Il corpo del libro è costituito dal Compianto, il poema in morte della madre, 7156 ore, in morte del padre, anche qui viene ripubblicata “Questa madre”, prima stesura di Compianto e inoltre una poesia dedicata al fratello Silvio Nocera. La lirica A Silvio esprime il dolore dell’autore di fronte a questa ennesima, devastante perdita.

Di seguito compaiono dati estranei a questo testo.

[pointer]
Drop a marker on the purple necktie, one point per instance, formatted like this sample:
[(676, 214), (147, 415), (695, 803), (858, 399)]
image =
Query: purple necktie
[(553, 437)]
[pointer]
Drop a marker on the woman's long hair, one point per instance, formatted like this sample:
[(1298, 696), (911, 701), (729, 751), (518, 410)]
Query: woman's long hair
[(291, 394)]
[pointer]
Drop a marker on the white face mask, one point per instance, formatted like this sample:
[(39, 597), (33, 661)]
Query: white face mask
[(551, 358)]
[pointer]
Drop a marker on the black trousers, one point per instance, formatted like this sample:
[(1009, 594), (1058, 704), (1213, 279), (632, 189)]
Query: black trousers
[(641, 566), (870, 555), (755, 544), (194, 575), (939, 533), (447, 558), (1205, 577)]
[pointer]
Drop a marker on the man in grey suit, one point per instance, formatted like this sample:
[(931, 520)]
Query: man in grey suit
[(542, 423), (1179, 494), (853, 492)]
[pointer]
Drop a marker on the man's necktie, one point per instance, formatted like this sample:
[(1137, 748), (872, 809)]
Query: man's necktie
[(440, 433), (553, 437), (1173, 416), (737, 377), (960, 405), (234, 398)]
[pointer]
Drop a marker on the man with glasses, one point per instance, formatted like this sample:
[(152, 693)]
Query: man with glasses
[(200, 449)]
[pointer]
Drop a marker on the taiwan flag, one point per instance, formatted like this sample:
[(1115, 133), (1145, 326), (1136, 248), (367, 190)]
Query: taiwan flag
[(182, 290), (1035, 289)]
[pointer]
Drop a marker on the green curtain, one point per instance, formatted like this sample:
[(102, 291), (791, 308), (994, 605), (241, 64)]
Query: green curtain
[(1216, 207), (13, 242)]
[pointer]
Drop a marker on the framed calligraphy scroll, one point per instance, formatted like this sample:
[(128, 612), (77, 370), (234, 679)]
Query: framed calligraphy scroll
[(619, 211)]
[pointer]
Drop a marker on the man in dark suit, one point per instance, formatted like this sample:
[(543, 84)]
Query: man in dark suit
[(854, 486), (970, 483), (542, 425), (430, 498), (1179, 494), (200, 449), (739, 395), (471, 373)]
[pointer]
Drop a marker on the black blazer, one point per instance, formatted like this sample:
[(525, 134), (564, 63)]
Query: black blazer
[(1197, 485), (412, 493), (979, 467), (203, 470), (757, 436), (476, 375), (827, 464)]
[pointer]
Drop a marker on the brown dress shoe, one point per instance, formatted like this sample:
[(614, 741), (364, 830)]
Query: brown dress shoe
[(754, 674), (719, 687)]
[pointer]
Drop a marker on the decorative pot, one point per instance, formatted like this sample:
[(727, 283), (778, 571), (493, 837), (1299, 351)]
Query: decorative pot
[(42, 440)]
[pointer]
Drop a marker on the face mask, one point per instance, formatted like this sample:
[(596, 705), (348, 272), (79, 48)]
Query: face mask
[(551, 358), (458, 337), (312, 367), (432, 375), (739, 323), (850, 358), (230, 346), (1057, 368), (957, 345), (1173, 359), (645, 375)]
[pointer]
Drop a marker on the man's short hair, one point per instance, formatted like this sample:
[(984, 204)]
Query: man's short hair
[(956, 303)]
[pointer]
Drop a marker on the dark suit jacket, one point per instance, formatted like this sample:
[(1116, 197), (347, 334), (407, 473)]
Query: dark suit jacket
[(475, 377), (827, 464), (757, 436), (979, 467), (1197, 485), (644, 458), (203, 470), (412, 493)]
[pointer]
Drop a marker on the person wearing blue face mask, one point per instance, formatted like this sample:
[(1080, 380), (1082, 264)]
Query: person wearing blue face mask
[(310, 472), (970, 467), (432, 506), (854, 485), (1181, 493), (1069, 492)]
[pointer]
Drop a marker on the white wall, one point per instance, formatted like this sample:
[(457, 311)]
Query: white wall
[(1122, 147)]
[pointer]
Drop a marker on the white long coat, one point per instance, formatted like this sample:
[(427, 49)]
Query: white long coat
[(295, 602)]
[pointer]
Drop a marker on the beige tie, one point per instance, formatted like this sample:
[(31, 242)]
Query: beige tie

“Madre, / oh madre mia, madre che bambino mi lavavi, e che sempre mi asciugavi, tu che il calore davi, tu madre che in silenzio te ne andavi, mi lasciavi/”. Davvero belli e vibranti, si dipanano lungo le pagine del poemetto i versi di questo canto monodico, lo scoperto dolore di Maurizio per la madre che lascia questa terra nel giugno del 2001. Come vibranti, sebbene più concentrati, sono i versi del poemetto in morte del padre, il quale si spegne nell’aprile del 2002, seguendo il destino della sua compagna di vita.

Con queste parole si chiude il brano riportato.